Star rating – 7/10
After the excellent first part of this tale earlier in the summer I was hoping for great things from this second instalment. I’m not quite sure if it was the torrential downpour for most of the play that drowned out a lot of the voices; or the length of time that had elapsed since I saw the first part; or just the fact that I was feeling under the weather, but this did not quite live up to the sparkle of its predecessor for me.
Roger Allam is again brilliant as the comic Falstaff, who is more concerned with eating, drinking and womanising, than going to fight for the cause of his supposed friend and master Prince Henry and his father the King Henry IV. He is really very funny and plays to the crowd in an outrageously comic manner.

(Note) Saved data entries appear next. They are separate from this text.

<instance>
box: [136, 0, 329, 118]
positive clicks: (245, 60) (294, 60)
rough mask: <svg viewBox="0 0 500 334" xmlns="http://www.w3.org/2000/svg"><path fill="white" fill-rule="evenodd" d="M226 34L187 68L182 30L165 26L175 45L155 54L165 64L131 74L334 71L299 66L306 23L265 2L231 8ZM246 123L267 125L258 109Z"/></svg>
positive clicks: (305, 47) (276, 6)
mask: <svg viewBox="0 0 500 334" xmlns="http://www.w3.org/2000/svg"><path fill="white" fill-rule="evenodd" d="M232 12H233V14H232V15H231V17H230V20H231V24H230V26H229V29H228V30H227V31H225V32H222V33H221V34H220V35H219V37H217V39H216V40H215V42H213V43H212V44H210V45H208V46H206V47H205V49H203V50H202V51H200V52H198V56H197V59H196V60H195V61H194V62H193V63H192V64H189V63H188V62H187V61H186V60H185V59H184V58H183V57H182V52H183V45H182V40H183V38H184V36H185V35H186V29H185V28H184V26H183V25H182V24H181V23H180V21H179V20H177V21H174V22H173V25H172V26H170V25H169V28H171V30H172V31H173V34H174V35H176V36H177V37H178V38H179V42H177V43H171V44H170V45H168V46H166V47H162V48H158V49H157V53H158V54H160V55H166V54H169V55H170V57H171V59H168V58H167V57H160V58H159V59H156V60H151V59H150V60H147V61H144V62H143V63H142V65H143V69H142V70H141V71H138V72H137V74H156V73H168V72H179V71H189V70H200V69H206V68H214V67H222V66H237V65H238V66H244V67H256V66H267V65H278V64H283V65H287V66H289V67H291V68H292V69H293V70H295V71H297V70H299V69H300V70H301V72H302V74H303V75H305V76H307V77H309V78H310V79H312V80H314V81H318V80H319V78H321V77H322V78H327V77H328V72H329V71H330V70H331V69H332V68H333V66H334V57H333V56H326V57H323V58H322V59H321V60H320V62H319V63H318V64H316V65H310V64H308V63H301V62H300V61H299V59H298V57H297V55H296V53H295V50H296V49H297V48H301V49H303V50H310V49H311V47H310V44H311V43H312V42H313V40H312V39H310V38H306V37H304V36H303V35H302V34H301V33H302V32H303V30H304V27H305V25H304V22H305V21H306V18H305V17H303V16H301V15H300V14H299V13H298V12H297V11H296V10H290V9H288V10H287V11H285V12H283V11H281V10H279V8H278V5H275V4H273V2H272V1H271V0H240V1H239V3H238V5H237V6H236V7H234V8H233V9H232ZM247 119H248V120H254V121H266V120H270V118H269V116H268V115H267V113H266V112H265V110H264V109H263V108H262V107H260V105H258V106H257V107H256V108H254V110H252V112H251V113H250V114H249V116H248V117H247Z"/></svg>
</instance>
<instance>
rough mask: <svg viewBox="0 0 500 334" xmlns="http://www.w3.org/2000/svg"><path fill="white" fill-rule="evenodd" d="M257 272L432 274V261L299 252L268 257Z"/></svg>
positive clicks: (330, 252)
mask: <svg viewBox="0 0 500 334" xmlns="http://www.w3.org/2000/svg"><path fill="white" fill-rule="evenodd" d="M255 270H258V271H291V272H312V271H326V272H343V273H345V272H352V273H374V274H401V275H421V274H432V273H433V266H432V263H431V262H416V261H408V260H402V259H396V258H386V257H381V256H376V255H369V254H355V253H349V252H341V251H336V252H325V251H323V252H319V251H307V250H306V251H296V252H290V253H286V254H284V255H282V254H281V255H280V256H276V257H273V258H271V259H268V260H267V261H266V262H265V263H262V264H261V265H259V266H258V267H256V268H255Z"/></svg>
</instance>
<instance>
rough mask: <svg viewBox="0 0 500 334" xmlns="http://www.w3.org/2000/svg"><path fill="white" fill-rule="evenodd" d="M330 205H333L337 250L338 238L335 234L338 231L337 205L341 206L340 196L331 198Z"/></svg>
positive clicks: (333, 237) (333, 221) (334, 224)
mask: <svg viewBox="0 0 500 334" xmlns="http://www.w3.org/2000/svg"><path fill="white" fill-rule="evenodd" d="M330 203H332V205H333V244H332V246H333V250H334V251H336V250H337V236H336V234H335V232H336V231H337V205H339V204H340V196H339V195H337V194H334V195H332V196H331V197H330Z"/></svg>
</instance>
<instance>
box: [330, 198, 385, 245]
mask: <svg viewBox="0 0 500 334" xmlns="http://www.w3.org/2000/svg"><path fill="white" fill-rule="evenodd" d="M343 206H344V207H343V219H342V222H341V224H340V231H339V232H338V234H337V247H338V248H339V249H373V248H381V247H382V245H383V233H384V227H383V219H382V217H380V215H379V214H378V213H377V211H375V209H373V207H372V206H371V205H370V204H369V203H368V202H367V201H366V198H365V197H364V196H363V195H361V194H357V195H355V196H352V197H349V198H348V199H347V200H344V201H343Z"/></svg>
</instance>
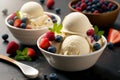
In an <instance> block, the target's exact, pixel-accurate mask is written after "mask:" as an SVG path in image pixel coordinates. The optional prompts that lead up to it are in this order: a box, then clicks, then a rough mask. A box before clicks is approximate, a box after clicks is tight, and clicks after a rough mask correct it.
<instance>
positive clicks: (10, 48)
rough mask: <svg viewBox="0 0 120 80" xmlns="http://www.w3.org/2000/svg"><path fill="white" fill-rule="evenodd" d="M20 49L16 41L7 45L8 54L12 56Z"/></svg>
mask: <svg viewBox="0 0 120 80" xmlns="http://www.w3.org/2000/svg"><path fill="white" fill-rule="evenodd" d="M18 49H19V45H18V44H17V43H16V42H15V41H11V42H9V43H8V45H7V49H6V53H8V54H11V55H12V54H15V53H16V51H17V50H18Z"/></svg>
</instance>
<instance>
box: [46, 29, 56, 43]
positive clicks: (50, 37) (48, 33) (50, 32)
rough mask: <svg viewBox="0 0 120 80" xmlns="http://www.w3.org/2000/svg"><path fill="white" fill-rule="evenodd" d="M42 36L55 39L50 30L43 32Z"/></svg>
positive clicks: (54, 37) (52, 40)
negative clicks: (42, 34) (46, 32)
mask: <svg viewBox="0 0 120 80" xmlns="http://www.w3.org/2000/svg"><path fill="white" fill-rule="evenodd" d="M44 37H46V38H48V39H49V41H53V40H55V34H54V32H52V31H49V32H47V33H45V35H44Z"/></svg>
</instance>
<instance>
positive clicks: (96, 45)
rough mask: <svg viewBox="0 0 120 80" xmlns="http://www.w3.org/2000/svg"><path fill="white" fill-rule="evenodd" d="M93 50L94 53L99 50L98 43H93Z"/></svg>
mask: <svg viewBox="0 0 120 80" xmlns="http://www.w3.org/2000/svg"><path fill="white" fill-rule="evenodd" d="M93 49H94V50H95V51H96V50H99V49H100V44H99V43H95V44H94V45H93Z"/></svg>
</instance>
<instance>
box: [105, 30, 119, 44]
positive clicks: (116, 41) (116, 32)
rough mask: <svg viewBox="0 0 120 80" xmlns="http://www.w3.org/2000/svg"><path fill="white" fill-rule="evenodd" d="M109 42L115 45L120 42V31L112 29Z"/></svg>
mask: <svg viewBox="0 0 120 80" xmlns="http://www.w3.org/2000/svg"><path fill="white" fill-rule="evenodd" d="M107 40H108V42H112V43H113V44H115V43H118V42H120V31H118V30H116V29H113V28H110V29H109V32H108V38H107Z"/></svg>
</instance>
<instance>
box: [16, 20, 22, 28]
mask: <svg viewBox="0 0 120 80" xmlns="http://www.w3.org/2000/svg"><path fill="white" fill-rule="evenodd" d="M21 23H22V21H21V20H20V19H16V20H15V21H14V26H15V27H20V24H21Z"/></svg>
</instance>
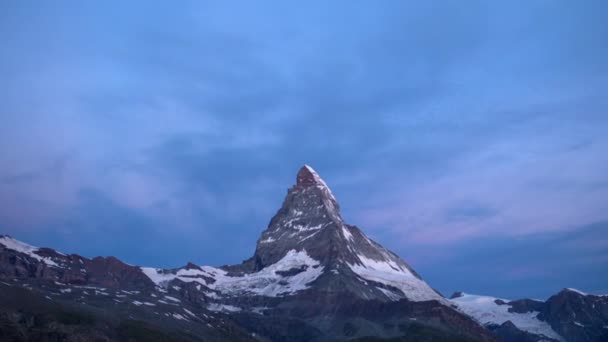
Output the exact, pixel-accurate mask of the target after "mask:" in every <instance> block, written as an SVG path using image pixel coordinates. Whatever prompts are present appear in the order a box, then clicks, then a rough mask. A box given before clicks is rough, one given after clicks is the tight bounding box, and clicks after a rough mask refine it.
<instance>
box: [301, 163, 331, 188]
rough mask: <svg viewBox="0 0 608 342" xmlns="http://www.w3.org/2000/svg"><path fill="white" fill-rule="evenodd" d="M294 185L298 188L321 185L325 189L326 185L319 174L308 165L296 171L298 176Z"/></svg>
mask: <svg viewBox="0 0 608 342" xmlns="http://www.w3.org/2000/svg"><path fill="white" fill-rule="evenodd" d="M296 184H297V185H299V186H304V187H306V186H313V185H322V186H325V187H327V184H326V183H325V181H323V179H321V177H320V176H319V174H318V173H317V172H316V171H315V170H314V169H313V168H312V167H310V166H309V165H304V166H302V167H301V168H300V171H298V175H297V177H296Z"/></svg>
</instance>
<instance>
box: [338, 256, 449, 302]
mask: <svg viewBox="0 0 608 342" xmlns="http://www.w3.org/2000/svg"><path fill="white" fill-rule="evenodd" d="M357 256H358V257H359V260H361V263H362V265H359V264H355V265H351V264H349V265H348V266H349V267H350V268H351V270H352V271H353V272H355V273H356V274H357V275H359V276H360V277H361V278H363V279H366V280H369V281H373V282H377V283H381V284H384V285H388V286H391V287H394V288H396V289H399V290H400V291H401V292H403V294H404V296H405V298H407V299H409V300H411V301H415V302H420V301H426V300H438V301H440V302H443V301H444V300H445V299H444V298H443V297H441V296H440V295H439V294H438V293H437V292H435V291H434V290H433V289H432V288H431V287H430V286H429V285H428V284H427V283H426V282H424V281H423V280H421V279H418V278H417V277H416V276H414V275H413V274H412V273H411V272H410V271H409V270H408V269H407V268H406V267H402V266H400V265H398V264H397V263H396V262H395V261H393V260H390V259H389V260H383V261H378V260H373V259H370V258H367V257H365V256H363V255H357ZM383 292H384V291H383ZM385 294H386V293H385ZM397 295H398V294H396V293H394V292H391V296H393V297H392V298H394V299H393V300H397V299H399V298H403V296H399V297H398V298H397V297H395V296H397ZM387 296H388V295H387ZM389 298H391V297H389Z"/></svg>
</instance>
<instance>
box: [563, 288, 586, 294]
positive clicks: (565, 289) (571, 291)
mask: <svg viewBox="0 0 608 342" xmlns="http://www.w3.org/2000/svg"><path fill="white" fill-rule="evenodd" d="M565 290H567V291H570V292H575V293H578V294H580V295H581V296H588V295H589V294H587V293H585V292H583V291H579V290H577V289H573V288H571V287H567V288H565Z"/></svg>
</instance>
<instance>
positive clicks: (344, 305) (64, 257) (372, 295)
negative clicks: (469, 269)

Barbara Marten is also wonderful as Mistress Quickly, who is intent on having Falstaff arrested for breach of promise (to marry her) and failure to pay his not insignificant debt to her. But she is won round by his charm and seems to be surprisingly unfazed by Falstaff’s wooing of her daughter Doll instead.

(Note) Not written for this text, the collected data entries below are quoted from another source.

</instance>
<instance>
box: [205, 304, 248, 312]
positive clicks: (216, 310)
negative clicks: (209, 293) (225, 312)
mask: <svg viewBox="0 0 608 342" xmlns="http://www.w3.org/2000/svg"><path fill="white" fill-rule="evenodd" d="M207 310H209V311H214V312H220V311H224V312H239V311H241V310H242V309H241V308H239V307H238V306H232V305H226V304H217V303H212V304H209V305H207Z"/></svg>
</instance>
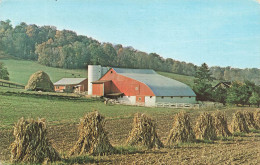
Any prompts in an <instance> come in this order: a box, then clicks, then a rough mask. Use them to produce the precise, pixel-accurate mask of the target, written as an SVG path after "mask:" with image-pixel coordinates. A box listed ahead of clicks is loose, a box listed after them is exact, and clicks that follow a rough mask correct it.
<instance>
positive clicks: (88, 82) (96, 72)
mask: <svg viewBox="0 0 260 165" xmlns="http://www.w3.org/2000/svg"><path fill="white" fill-rule="evenodd" d="M101 76H102V67H101V65H88V95H92V83H91V82H93V81H97V80H99V79H100V78H101Z"/></svg>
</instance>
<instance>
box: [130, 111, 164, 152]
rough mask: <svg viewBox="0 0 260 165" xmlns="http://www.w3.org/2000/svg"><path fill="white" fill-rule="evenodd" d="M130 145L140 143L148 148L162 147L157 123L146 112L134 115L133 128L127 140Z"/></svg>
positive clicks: (139, 113) (135, 114) (130, 132)
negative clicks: (157, 128) (156, 126)
mask: <svg viewBox="0 0 260 165" xmlns="http://www.w3.org/2000/svg"><path fill="white" fill-rule="evenodd" d="M126 143H127V144H128V145H131V146H132V145H140V146H144V147H147V148H154V147H156V148H161V147H163V144H162V142H161V141H160V139H159V138H158V136H157V133H156V130H155V124H154V122H153V121H152V119H151V118H149V117H147V116H146V115H145V114H141V113H136V114H135V116H134V122H133V129H132V131H131V132H130V135H129V137H128V139H127V142H126Z"/></svg>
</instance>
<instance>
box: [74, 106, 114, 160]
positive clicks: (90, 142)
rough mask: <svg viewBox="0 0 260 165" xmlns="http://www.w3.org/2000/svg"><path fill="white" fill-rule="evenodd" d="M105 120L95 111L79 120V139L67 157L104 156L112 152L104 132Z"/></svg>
mask: <svg viewBox="0 0 260 165" xmlns="http://www.w3.org/2000/svg"><path fill="white" fill-rule="evenodd" d="M104 125H105V120H104V117H103V116H101V115H100V114H99V113H98V112H97V111H94V112H90V113H88V114H87V115H85V116H84V117H83V118H82V119H80V125H79V139H78V141H77V142H76V144H75V145H74V147H73V148H72V150H71V151H70V153H69V155H82V154H91V155H106V154H110V153H113V152H114V148H113V147H112V145H111V144H110V142H109V140H108V136H107V132H105V130H104Z"/></svg>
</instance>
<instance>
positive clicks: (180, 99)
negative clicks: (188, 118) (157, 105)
mask: <svg viewBox="0 0 260 165" xmlns="http://www.w3.org/2000/svg"><path fill="white" fill-rule="evenodd" d="M160 102H161V103H190V104H195V103H196V97H172V98H171V97H170V96H164V97H163V98H162V97H161V96H157V97H156V103H160Z"/></svg>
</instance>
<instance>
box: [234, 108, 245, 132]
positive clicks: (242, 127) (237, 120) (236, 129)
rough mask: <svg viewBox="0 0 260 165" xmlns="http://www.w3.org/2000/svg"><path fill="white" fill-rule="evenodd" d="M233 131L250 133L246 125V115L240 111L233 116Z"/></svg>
mask: <svg viewBox="0 0 260 165" xmlns="http://www.w3.org/2000/svg"><path fill="white" fill-rule="evenodd" d="M231 130H232V131H233V132H245V133H248V132H249V129H248V126H247V123H246V119H245V117H244V114H243V113H242V112H240V111H237V112H236V113H234V114H233V120H232V123H231Z"/></svg>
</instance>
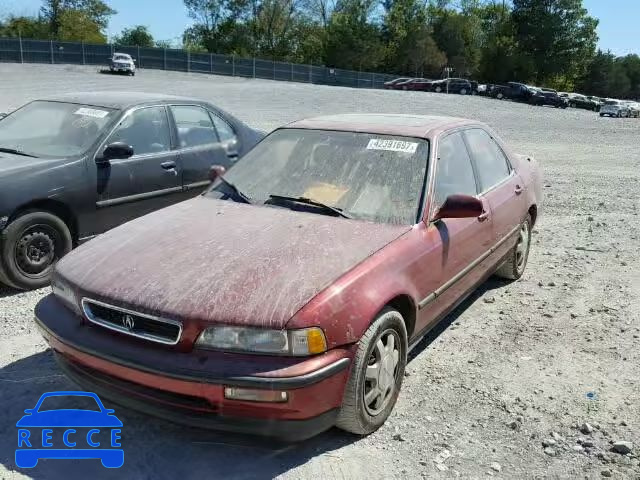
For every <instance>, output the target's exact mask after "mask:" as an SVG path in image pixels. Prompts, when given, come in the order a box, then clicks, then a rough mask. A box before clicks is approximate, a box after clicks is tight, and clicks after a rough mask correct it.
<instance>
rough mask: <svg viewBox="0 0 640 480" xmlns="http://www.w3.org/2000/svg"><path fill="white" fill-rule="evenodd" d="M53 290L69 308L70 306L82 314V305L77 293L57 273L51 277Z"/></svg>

The politics are a bit hard to follow, but basically Northumberland and the Archbishop of York both plotting the old King’s downfall. Falstaff continues to evade any meaningful service for the duration of the play – and rightly gets his comeuppance in the end. So for me this had the feel of a bit of a strung out drama, which would possibly have been better condensed into one play – but who am I to argue with the bard. But full marks to the poor people in the courtyard who stuck it out for the whole play and got horrendously drenched. Just like in Shakespeare’s time I’m sure – but there are some lengths I refuse to go to for the sake of authenticity.